Les nerfs bougent encore

Vous voyez, pour moi, le pire dans tout ceci rétrospectivement… C’est qu’il y avait de bonnes bases. Andrew Garfield a grandi avec Spider-Man comme bien d’autre, et faisait preuve d’un réel engouement pour le rôle. Emma Stone est une actrice talentueuse qui n’a rien à prouver. Un Spider-Man plus adolescent et impulsif, comme doit justement l’être The Amazing Spider-Man qui est une variante du comics où Peter Parker reste éternellement étudiant, c’est un angle intéressant. Mais à vouloir tirer dans tous les sens et intégrer des tonnes et des tonnes de trames, comme les Sinister Six teasés en fin du deuxième film, Sony a tout simplement flingué la moindre chance de renverser la tendance. Et vu la discussion entre Andrew Garfield et Amy Adams sur la pression des producteurs dans des films d’aussi grande envergure, il y a fort à parier qu’on ne revoie plus le bonhomme de sitôt en tête d’affiche d’une adaptation de la sorte ; la politesse british n’empêche pas de comprendre à quel point l’acteur a souffert dans cette grande machine.

On a pris cher hein ? Hahaha. Haha.
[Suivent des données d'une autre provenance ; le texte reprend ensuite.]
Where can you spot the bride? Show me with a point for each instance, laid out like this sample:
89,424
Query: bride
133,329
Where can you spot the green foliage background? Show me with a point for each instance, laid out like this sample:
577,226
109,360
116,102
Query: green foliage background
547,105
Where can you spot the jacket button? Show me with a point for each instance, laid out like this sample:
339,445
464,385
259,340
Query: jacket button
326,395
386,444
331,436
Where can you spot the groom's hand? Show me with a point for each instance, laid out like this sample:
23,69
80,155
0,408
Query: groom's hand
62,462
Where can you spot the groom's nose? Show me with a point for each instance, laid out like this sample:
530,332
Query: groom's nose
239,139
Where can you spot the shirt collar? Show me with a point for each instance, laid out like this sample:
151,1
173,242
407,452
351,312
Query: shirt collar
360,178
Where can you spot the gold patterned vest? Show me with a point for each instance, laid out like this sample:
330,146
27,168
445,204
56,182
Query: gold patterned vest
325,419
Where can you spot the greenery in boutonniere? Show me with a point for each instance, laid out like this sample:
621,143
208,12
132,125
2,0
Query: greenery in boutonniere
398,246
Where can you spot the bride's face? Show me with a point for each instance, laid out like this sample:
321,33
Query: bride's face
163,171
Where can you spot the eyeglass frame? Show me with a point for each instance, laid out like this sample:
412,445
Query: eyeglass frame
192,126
Aaaaaah…

On connaît l’histoire : après les difficultés du second épisode, Sony a tout abandonné et cédé à la pression de Marvel pour intégrer Spider-Man dans le MCU. Tom Holland est devenu le nouveau Peter Parker, et fait des merveilles avec le personnage sous l’œil de Kevin Feige, même si les films produits directement par Sony ne sont toujours pas au niveau. Et alors qu’on attend le successeur de Far From Home (que j’ai franchement détesté, je ne vous le cache pas), la rumeur grandit sur le fait que Tobey Maguire et Andrew Garfield reprendraient leurs rôles de Spider-Man dans ce volet. Le tout, inspiré d’Into the Spiderverse, aiderait Marvel à mettre en scène le concept de multivers et amènerait vers le prochain film Doctor Strange. Et de mon humble avis, si tout ceci est bien fait, c’est un grand OUI ! Marvel ne pourra après tout pas faire plus méta que ça.
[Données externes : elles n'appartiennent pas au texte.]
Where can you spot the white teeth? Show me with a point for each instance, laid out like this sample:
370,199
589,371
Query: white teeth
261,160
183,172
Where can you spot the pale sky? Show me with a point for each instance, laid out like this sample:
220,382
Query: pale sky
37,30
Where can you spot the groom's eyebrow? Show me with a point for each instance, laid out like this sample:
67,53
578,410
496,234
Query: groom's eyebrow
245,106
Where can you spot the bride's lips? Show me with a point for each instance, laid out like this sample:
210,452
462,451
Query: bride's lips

Attends y a qui qui vient déjà ?

Mais comment traiter ce pauvre Andrew Garfield ? En revoyant The Amazing Spider-Man 1 et 2, la réponse est simple pour moi : faites de lui le Spider-Man qui a pris le plus cher de tous. Et il semble que je ne sois pas le seul à le penser. L’évidence saute aux yeux après revu tous les Spider-Man, puisque les films réalisés par Marc Webb sont bien les seuls qui sont complètement dénués du moindre espoir. Très sombres, souvent pour rien. Très cyniques, même quand ils essaient d’être joyeux. Le tour de génie qui reste à réaliser serait de transformer cette terrible faiblesse, qui a ruiné la vision de The Amazing Spider-Man, en force. Et pour cela, quoi de mieux qu’un multivers qui nous permet de voir que cette absence d’espoir a créé un homme araignée bien sombre, que la touche lumineuse de Tom Holland pourrait ramener dans le droit chemin ? Du moins, comme me l’ont inculqué les écrits de Stan Lee, je reste optimiste. Si un grand film implique de grandes idées, Jon Watts semble sur le bon chemin pour son Spider-Man 3.